The Grails fifth full-length picks up right where Burning Off Impurities left off and goes even further. Their instrumental land of improvised grooves, trance-like drones, Eastern modes and melodies, psychedelic textures, and above all, their very forward moving post-rock music, is unlike Pelican's or Mogwai's; it doesn't resemble Isis' or Godspeed You Black Emperor!'s. The Grails' brand of guitar-centric instrumental music is not given to simply building crescendos. Instead, it is interested in exploring the outer reaches of groove, space, and texture. It seems to be focused on how much they can pack into a given tune to make things like space and time disintegrate in the mind of the listener. Here, 32 minutes can seem like hours, or they can go by in what feels like a heartbeat. Take Refuge in Clean Living contains five tracks, four of which are originals. The lone cover -- an unrecognizable version of the Ventures' "11th Hour" -- is cut three, and is the album's hinge piece on both CD and vinyl (it divides side one and side two). "Stoned at the Taj" is a brilliant opening track. It begins with some spacy telegraphic radio sounds, a big, bad dirty bassline (fuzztone on stun), and a pulse; these build with strummed, fingerpicked electric guitars playing different melodies, and a blues lick or two unhurriedly upping the tension, and then, as the body of the repetitive melody becomes more pronounced, the drums thunder in, waves of organ, a Turkish saz, feedback, wah-wah pedals, and harpsichords all layered on top of one another, just washing over the listener in a pure stoned groove. As the track develops, sounds and instruments coming out from in back of that monster thump and weave it into near silence with just a couple of keyboard lines holding a drone chord to keep the focus.

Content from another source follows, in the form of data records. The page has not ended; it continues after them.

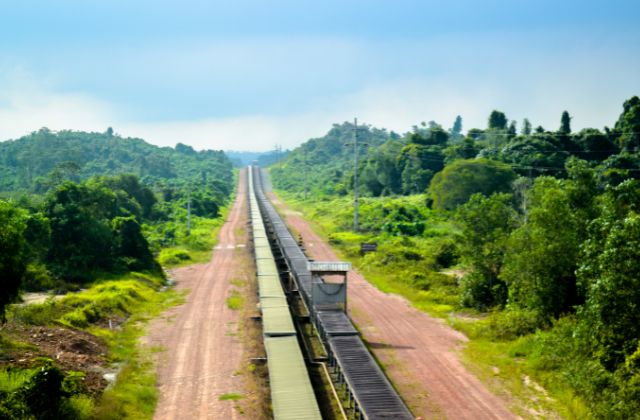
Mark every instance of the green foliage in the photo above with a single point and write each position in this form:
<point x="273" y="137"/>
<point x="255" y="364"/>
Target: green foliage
<point x="526" y="127"/>
<point x="609" y="273"/>
<point x="628" y="125"/>
<point x="543" y="253"/>
<point x="173" y="256"/>
<point x="497" y="120"/>
<point x="565" y="123"/>
<point x="459" y="181"/>
<point x="27" y="163"/>
<point x="43" y="393"/>
<point x="485" y="227"/>
<point x="12" y="265"/>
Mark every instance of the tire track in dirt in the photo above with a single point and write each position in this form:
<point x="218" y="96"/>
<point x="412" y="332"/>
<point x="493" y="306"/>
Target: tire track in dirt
<point x="202" y="350"/>
<point x="418" y="351"/>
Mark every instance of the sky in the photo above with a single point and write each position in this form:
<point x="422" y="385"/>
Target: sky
<point x="245" y="75"/>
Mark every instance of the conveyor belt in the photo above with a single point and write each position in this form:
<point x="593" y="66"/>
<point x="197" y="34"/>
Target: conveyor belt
<point x="374" y="396"/>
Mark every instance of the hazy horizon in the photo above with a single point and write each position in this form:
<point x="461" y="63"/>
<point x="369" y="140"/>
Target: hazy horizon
<point x="247" y="75"/>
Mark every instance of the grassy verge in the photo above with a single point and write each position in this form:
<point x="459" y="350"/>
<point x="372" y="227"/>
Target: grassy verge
<point x="257" y="404"/>
<point x="505" y="362"/>
<point x="112" y="312"/>
<point x="196" y="247"/>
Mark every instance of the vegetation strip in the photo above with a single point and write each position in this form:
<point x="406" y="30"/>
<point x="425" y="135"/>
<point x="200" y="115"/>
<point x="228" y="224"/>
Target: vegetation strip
<point x="74" y="222"/>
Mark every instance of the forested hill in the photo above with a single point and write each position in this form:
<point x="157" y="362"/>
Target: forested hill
<point x="392" y="164"/>
<point x="35" y="162"/>
<point x="329" y="159"/>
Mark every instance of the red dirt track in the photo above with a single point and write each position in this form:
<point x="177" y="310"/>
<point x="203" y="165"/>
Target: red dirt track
<point x="417" y="350"/>
<point x="202" y="355"/>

The nocturnal psychedelia moves toward an Eastern mode but it never loses its center. The guitars, more delicate than before, are perhaps even more mysterious and menacing. When it breaks open a second time, it's an entirely different setting for the bass, playing a new line and creating a different groove that just naturally evolves in both tempo and dynamic. The speed and intensity are logical extensions of the groove itself. This is one of those tracks that you can play a thousand times and still not hear everything in it.